The last time a billionaire ran for president, he warned about the “crazy aunt in the basement.” That was Ross Perot’s favorite euphemism for a problem the country refused to face. Donald Trump is challenging the Republican Party to confront its crazy uncle.
Everyone has a family member or longtime acquaintance who is loud, crass and opinionated. This person has some good ideas, mixed with arguments that would be perfectly defensible if expressed more tactfully plus some views that are prejudiced or just downright crazy.
You know the type. They send you emails about Barack Obama’s birth certificate and share Facebook posts about the antichrist coming for your guns. Yet this same person has also managed to start a successful business, so he’s clearly no dummy. And while you may find him annoying, others like and respect him.
Trump is that uncle on a much larger scale. His celebrity status, and now his campaign for president of the United States, gives him a bigger platform than a chain-email sender. Whether he’s still a billionaire or not — we’ll know how serious he is about his presidential ambitions when he discloses his finances — he has been phenomenally successful.
Trump should be easy to dismiss. This is at least the third time he has threatened to run for president. In 2000, he was unwilling even to challenge Pat Buchanan for the nomination of Perot’s Reform Party.
Many of Trump’s ideas are half-baked. Others contradict past positions he’s taken. He left the Republican Party in October 1999 and pledged to run to Buchanan’s left on economic and social issues 15 years ago. Now he is running as a true Tea Party conservative, to the right of most Republicans seeking the White House.
Jeb Bush once gave Hillary Clinton an award, something that will make great fodder for ads both in the primaries and in the fall election if he is the nominee. But Trump actually gave Hillary money, including $1,000 for her Senate campaign and at least $100,000 to the Clinton Foundation.
But Trump won’t be dismissed. For one thing, there are a lot of so-called crazy uncles out there and some of them vote. Sincerely or not, Trump is stoking fears and resentments genuinely felt by a nontrivial segment of the GOP rank-and-file.
As Trump’s would-be opponent for the Reform Party nomination once put it, these visceral conservatives “don’t read Adam Smith or Edmund Burke, but they came from the same schoolyards and playgrounds and towns as we did.” Tip O’Neill said all politics are local, but today all politics are identity politics. Trump reflects this as surely as Sarah Palin does.
Many conservatives are looking for someone who will fight for them, a trait some evaluate not on the basis of preferred marginal tax rates or five-point policy agendas but by ability to spark liberal outrage. That’s where Trump has a proven track record.

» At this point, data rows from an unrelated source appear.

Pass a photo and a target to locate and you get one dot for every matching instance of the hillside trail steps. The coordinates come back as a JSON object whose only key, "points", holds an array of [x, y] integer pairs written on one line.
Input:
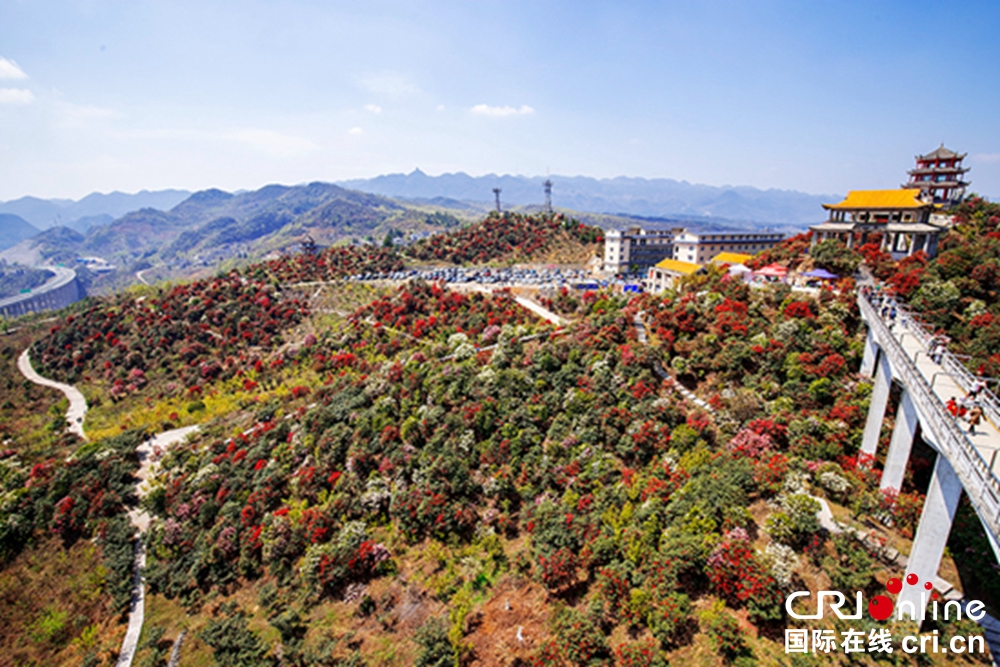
{"points": [[140, 519]]}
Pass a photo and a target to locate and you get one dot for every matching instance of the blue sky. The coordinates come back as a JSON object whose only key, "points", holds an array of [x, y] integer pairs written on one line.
{"points": [[820, 97]]}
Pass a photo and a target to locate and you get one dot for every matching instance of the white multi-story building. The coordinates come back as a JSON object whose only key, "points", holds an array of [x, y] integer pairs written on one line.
{"points": [[635, 249], [702, 247]]}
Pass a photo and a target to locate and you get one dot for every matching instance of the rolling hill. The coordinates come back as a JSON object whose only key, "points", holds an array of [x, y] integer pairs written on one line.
{"points": [[657, 197]]}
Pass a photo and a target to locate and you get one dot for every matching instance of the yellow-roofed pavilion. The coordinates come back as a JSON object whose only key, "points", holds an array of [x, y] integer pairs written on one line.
{"points": [[898, 219]]}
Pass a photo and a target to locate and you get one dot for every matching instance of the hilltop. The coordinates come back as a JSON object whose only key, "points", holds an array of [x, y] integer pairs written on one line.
{"points": [[416, 475]]}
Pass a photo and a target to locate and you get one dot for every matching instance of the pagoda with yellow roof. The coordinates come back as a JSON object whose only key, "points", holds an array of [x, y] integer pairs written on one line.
{"points": [[939, 175], [898, 219]]}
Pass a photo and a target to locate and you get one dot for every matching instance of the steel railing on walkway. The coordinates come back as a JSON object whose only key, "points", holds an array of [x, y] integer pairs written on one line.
{"points": [[972, 469]]}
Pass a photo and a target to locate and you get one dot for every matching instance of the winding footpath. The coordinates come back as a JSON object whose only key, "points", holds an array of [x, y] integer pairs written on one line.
{"points": [[77, 410], [140, 519], [75, 415]]}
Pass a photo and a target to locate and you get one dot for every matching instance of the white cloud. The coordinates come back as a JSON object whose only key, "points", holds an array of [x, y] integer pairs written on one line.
{"points": [[82, 115], [16, 96], [502, 112], [389, 83], [272, 143], [10, 70]]}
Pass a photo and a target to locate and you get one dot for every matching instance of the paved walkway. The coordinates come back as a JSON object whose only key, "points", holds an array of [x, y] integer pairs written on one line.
{"points": [[986, 438], [140, 519], [77, 410]]}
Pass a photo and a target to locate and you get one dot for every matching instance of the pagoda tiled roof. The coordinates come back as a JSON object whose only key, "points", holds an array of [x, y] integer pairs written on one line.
{"points": [[941, 153], [678, 267], [880, 200]]}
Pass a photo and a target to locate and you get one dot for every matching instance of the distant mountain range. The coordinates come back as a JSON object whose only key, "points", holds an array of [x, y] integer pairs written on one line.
{"points": [[94, 209], [656, 198], [14, 229], [173, 228], [212, 226]]}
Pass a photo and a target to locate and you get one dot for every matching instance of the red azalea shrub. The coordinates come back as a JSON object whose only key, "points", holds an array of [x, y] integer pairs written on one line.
{"points": [[737, 575]]}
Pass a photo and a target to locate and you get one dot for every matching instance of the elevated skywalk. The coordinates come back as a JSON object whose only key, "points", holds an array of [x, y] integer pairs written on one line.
{"points": [[930, 385]]}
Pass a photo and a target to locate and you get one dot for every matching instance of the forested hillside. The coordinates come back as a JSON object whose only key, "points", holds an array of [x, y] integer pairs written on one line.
{"points": [[413, 475]]}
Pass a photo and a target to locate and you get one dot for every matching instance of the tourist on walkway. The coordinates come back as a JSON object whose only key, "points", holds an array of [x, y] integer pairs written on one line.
{"points": [[975, 414], [952, 406], [977, 388]]}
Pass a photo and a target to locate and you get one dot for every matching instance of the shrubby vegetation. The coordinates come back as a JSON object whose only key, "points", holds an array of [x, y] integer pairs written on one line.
{"points": [[464, 429], [508, 236]]}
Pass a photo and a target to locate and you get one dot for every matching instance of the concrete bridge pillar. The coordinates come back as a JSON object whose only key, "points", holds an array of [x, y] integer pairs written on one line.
{"points": [[876, 409], [932, 535], [871, 352], [902, 442]]}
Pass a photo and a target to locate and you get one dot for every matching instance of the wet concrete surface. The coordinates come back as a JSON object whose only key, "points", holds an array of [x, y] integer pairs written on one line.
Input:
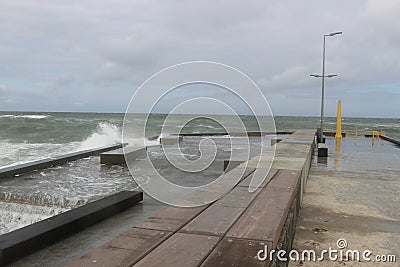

Consider the analysis of Iowa conservative commentator Steve Deace. “[Trump] may or may not be presidential material, but he’s made a lifetime out of defying the limp-wristed and the know-it-alls,” Deace writes, chastising “case-studies in passive-aggressiveness mocking him now couldn’t hold his jock strap, and would probably urinate themselves if you took them outside their beltway spider holes and placed them in the high-pressure world he lives in each day.”
Deace is no yahoo. He speaks for a constituency and has made a number of accurate Iowa political predictions. Leaving aside whether even paid actors want to hold Trump’s jock straps, much less highbrow political analysts, it is true few of his detractors could replicate his business feats. By the same token, not many of Ben Carson’s critics could separate conjoined twins or perform a successful hemispherectomy. But expertise in one field doesn’t necessarily translate even to competence in another.
Let’s not overstate how representative Trump is of his party or conservatives. He has the worst favorability numbers among Republicans of any candidate in the GOP field. Barring a massive breakdown in the process, he has no chance of becoming the nominee.
Only a large field fragmenting the vote and giving outsized personality a chance to stand out in the debates give Trump any opportunity to influence the primaries at all. But Trump isn’t an anomaly either. He represents something serious conservatives must address, not simply sneer at.
This uncle won’t stay locked in the basement.